The Universal Spur Formula
Spur order = m + n · Wanted IF: m=1, n=1, sign giving |f_RF − f_LO| = f_IF
Number of products up to order N ≈ N² (grows rapidly — order 7 gives ~50 products)
Named Spur Types
Image frequency (m=1,n=1, wrong sign): The mirror image of the wanted product — the second frequency that also downconverts to f_IF. Separation from f_RF = 2×f_IF. Cannot be removed post-mixer — must be rejected by a preselector filter before the mixer.
Half-IF spur (m=2,n=2): An interferer at f_LO + f_IF/2 generates a 4th-order product at f_IF. This spur cannot be moved by changing f_IF — it always sits f_IF/2 above the LO. Suppressed by double-balanced topologies and high IIP2.
IM3 products (order 3): Two RF tones create third-order intermodulation at 2f_A−f_B. These fall within the IF passband and cannot be filtered. Suppressed by higher IIP3 and reducing LNA gain.
LO harmonic spurs (m=1, n≥2): Higher harmonics of the LO mix with f_RF to produce outputs at |f_RF − n·f_LO|. Even LO harmonics (n=2,4) are cancelled in double-balanced mixers. Odd harmonics (n=3,5) survive.
LO feedthrough (m=0,n=1): The LO signal itself leaks to the IF port.
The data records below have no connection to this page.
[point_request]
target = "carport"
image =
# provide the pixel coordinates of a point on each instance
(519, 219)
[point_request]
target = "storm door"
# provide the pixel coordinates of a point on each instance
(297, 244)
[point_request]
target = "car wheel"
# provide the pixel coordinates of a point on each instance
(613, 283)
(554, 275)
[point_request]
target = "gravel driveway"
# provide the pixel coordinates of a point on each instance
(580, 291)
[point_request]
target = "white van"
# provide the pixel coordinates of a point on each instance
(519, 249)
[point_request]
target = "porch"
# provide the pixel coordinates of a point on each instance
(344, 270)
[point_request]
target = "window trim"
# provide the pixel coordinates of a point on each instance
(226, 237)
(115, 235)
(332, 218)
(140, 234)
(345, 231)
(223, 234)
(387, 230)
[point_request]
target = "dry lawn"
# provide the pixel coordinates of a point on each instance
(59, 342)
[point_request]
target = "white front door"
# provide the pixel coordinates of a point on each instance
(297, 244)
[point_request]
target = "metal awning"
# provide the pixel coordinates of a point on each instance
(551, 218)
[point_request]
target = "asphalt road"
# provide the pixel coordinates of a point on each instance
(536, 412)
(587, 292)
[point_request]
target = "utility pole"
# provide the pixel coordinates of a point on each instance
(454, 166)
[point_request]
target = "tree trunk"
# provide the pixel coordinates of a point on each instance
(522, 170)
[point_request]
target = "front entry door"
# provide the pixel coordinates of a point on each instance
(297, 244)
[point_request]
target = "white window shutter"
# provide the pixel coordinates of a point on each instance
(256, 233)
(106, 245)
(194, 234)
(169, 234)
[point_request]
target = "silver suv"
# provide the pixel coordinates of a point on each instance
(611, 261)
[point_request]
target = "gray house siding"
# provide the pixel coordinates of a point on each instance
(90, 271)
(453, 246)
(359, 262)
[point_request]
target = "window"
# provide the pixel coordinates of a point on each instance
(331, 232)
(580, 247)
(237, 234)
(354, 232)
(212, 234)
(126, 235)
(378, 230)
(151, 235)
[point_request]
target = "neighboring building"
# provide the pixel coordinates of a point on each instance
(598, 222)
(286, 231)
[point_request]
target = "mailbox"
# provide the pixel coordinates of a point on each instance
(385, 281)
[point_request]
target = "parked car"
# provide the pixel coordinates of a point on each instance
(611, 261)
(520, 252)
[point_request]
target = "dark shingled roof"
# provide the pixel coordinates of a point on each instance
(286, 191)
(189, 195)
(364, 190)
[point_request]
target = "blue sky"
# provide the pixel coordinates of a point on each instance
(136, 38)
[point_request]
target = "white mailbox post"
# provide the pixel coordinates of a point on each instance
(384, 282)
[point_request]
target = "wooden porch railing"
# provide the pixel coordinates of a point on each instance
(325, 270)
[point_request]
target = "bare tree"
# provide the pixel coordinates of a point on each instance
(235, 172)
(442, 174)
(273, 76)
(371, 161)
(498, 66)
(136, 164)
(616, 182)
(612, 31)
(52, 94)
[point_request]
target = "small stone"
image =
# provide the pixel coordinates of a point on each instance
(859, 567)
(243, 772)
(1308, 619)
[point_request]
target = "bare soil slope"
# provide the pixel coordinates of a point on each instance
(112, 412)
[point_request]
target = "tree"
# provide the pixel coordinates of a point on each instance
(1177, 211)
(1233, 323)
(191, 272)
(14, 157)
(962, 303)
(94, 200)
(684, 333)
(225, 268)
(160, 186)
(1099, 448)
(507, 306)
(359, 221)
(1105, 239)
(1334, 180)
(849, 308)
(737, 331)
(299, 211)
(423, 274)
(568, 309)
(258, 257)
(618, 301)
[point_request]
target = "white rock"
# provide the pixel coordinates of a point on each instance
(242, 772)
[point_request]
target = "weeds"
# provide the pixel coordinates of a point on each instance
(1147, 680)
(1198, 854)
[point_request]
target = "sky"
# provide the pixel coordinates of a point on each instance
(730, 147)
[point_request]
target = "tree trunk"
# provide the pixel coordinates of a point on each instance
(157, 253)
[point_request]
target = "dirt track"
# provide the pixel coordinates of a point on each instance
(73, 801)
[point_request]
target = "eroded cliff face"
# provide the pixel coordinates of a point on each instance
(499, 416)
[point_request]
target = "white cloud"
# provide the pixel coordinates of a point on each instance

Suppressed by port isolation — typically 30–50 dB in a double-balanced mixer.
Why the R⁴ of Mixer Design
Just as radar range depends on R⁴ making every dB precious, mixer spurious performance degrades rapidly with signal level. A 1 dB increase in input power raises the fundamental by 1 dB but raises 3rd-order products by 3 dB and 5th-order products by 5 dB. This is why large blockers — signals much stronger than the wanted channel — cause severe spurious problems even when the wanted signal is well within the linear range.